David Gilbert's first monograph covers more than a decade of the artist practice and gathers 114 photographs and an essay by writer and curator Sarah Lehrer-Graiwer.
Lillies, David Gilbert's first monograph, reimagines the artist's studio as a paradigmatic space for multiple personhoods and alternative energies. Gathering 114 staged photographs, each composition depicts scenes of interiority, scaled-up dioramas of the artist's psychic landscape embodying what it might mean to be an artist. And indeed, leafing through Lillies, one has the vague sense of peeping into something private: while there are no actual bodies, everything speaks to the artist's presence, with his photographs appearing as vacant portraits shot before or after the subject sits. As a consequence, the work ultimately grants the same attention to disposable materials as to actual human presence. And Gilbert's constant focus on economical, ephemeral materials pushes us to reconsider what should be taken seriously and what should be discarded. From stickers to napkins and butcher paper, from painted cardboard to ripped rags and towels, from tulle to chiffon, ribbons, branches, sticks, and cans, the artist transforms banality into a constant wonder bearing unexpected and glorious details. And if all portraits are ghosts, in Gilbert's case, with actual people absent from the frame, the studio set-up becomes itself the subject, finally merging photography, drawing, painting, and sculpture. All in all, Lillies pushes us, as viewers, to look for beauty—another kind of beauty; a deeper kind of beauty—where no sign of it had been detected, where we have been told not to expect it.

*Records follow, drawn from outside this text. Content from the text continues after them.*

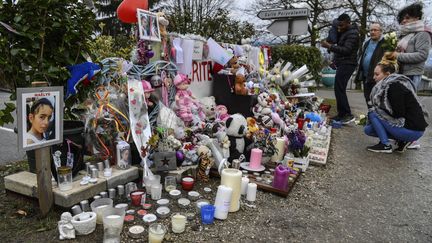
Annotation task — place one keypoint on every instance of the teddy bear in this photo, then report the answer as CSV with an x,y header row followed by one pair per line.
x,y
205,163
252,126
224,143
209,107
233,65
186,106
236,128
263,107
240,82
221,113
190,157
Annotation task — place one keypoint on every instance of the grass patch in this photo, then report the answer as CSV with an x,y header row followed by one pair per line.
x,y
333,110
19,216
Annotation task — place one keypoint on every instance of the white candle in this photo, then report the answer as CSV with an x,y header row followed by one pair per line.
x,y
222,202
156,191
178,222
251,194
245,181
280,148
232,178
156,233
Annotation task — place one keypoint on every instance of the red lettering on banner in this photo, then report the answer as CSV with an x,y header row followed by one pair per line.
x,y
204,70
194,71
201,71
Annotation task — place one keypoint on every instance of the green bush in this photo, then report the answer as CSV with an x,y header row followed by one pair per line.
x,y
299,55
47,36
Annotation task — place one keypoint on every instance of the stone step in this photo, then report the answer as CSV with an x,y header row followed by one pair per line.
x,y
25,183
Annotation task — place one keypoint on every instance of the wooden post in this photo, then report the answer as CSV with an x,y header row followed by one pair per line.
x,y
43,173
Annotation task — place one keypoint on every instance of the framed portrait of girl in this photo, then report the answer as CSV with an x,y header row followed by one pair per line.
x,y
40,117
148,25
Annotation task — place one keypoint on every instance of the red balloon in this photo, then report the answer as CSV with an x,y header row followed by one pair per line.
x,y
127,10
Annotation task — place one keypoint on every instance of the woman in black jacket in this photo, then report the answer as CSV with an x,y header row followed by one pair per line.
x,y
396,111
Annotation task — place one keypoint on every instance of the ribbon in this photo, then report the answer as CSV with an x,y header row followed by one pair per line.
x,y
103,101
164,88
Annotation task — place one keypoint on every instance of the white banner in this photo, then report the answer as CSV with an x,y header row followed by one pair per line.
x,y
202,82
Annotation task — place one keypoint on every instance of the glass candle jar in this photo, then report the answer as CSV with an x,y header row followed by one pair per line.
x,y
178,223
170,183
156,233
64,177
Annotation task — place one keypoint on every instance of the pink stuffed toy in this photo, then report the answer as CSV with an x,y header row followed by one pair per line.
x,y
148,89
222,113
186,103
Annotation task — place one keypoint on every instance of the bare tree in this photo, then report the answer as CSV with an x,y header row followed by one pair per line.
x,y
323,12
319,17
208,18
367,11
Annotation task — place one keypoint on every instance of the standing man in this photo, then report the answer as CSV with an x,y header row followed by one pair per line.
x,y
414,44
372,52
346,61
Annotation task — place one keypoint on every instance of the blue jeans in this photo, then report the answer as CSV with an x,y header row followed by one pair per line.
x,y
415,80
383,130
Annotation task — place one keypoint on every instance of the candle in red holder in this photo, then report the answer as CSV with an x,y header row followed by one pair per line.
x,y
136,197
300,122
187,183
142,212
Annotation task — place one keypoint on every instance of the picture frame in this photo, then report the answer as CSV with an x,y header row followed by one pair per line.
x,y
40,117
148,25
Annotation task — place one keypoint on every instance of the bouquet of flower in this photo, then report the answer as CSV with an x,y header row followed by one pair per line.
x,y
390,42
265,141
297,146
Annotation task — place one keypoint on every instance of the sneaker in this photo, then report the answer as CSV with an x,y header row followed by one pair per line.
x,y
380,148
347,119
401,146
414,145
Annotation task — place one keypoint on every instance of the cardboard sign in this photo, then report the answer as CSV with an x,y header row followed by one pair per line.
x,y
198,50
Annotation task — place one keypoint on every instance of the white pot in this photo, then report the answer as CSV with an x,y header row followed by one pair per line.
x,y
86,226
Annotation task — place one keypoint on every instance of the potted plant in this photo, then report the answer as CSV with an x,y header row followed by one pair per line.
x,y
264,140
298,147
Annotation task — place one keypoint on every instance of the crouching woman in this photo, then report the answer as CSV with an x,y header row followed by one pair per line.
x,y
396,112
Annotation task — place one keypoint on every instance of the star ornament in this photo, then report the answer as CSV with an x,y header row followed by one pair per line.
x,y
165,161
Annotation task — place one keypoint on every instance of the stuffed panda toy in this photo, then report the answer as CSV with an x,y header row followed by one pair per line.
x,y
236,128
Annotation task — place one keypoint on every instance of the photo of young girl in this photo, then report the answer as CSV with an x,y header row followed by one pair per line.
x,y
124,162
39,119
148,26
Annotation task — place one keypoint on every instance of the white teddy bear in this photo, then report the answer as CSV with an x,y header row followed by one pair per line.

The book is completed by an essay by writer and curator Sarah Lehrer-Graiwer, which contextualizes and expands Gilbert's practice, making Lillies a celebration of the temporary, the provisional, the impermanent, and the transitory.
Sarah Lehrer-Graiwer is an art writer and curator based in Los Angeles, where she teaches at Otis College of Art and Design, publishes
Pep Talk, and runs the experimental art venue The Finley Gallery. Her writing has appeared in such publications as
Artforum,
ArtReview,
Art in America,
Artonpaper,
ArtSlant,
Mousse, and exhibition catalogs.
David Gilbert (born 1982 in New York) lives and works in Los Angeles. David Gilbert's photography can be situated in the unique crossroads of sculpture, drawing, painting, assemblage, installation, and image reproduction. Using these various media, Gilbert stages and photographs mise-en-scènes in the studio which variously and indeterminately read as traces of action, aftermath, something in progress, or finally, some kind of incident, accidentally perceived. Characterized by a sense of open-ended mystery and adumbration, the work willfully embraces ambiguity as a generative, queer position. Its quasi-Victorian quality of metaphor and suggestion feels incredibly fresh and fertile in the literal and taxonomical explicitness of our moment. Gilbert's images are known to gracefully teem with draped curtains, window-sourced lighting, and a soft, accidental voyeurism. Shadows function as compositional and narrative devices, which help create the contemplative and melancholic mood of the photos while also inevitably reflecting on the indexical and intrinsically haunted nature of photography. In the case of Gilbert, a photography haunted by the absence of bodies, muted longing, and loss.